5- Allah'ım! Fakir düşmekten, yoksulluktan, zillete düşmekten sana sığınırım. Allah'ım başkasına zulmetmekten ve başkası tarafından zulme uğramaktan da sana sığınırım. (Ebu Davut, Vitr, 32; Nesai, İstiaze, 14; İbn Mace, Dua, 3; Ahmed, Müsned,2/305)
Hz. Peygamber, zengin değildi. Bazen üç ay boyunca evinde çorba pişmezdi. Yamalı elbise giydiği olurdu. Ama fakirliği övmezdi. Belki, başkasının hakkını yiyerek zengin olmak yerine fakirlik daha iyidir derdi. Bu nedenle de başkasına muhtaç olacak seviyedeki fakirlikten Allah'a sığınacak kadar kaçınırdı
***
6- Allah'ım! Beni -gözümü açıp kapatacak kadar- kısa bir an bile nefsimle baş başa bırakma. Bana verdiğin iyi şeyleri benden geri alma.
Ne kadar manidar değil mi! Yüce Rabbimizin gönderdiği elçi. Son peygamber. Ama içimizden biri. Bizim gibi, bize yakın, bizim endişelerimizi taşıyan biri. Allah'ın kulu ve elçisi. Ne kadar da açık, yalın ve temiz. Nefsinize güvenmeyin. Heva ve heveslerinize aldanmayın. Boş kuruntular peşinde koşmayın. Sonu belli olan bir hayat için kendinizi yitirmeyin. Bakın ben bile, ben Muhammed bile nefsimin kötü arzularından Allah'a sığınıyorum. Onun bu duayla anlattığı bu aslında. Sığınağını kaybetmiş, korkunç yıldırımların, şimşek ve afetlerin sağanağı altında sırılsıklam olmuş ve hatta ümidini yitirmiş çağımız insanına bundan daha güzel yol gösterici olabilir mi?
Evet, bazen insan, sislerin içinde yönünü kaybediyor. Duman gözünü bürüyor. Günahlar dengesini bozuyor. İşte o an "Allah'ım! Sana Peygamberimizin sığındığı gibi sığınırım" demekten başka çare var mı?
Hz.
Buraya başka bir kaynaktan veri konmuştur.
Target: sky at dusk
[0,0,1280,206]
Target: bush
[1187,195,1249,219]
Adem neden kurtulmuştur?
1- Hatasını itiraf etmekle.
2- Pişmanlık duymakla.
3- Nefsini kötülemekle.
4- Tövbeye devam etmekle.
5- Rahmetten ümidini kesmemekle.
Şeytan neden dolayı kovulmuştur?
1- Yüce Allah'ın emrini tartışmakla.
2- Günahını itiraf etmemekten dolayı.
3- Pişmanlık duymamaktan dolayı.
4- Kendini kötülememekten dolayı.
5- Rahmetten ümidini kesmekle ve büyüklenmekten vazgeçmemekle.
Hz. Peygamber'in (s.a.v.) duası "
Allah'ım! Sen benim Rabbimsin! Senden başka hiçbir ilah yoktur. Beni Sen yarattın. Ben Senin kulunum. Gücüm yettiği kadarıyla senin yolundayım. Yaptığım fenalıkların şerrinden Sana sığınırım. Üzerimde olan nimetlerini itiraf ederim. Günahımı da itiraf ederim. Beni bağışla; çünkü Senden başka hiçbir kimse günahları affedemez.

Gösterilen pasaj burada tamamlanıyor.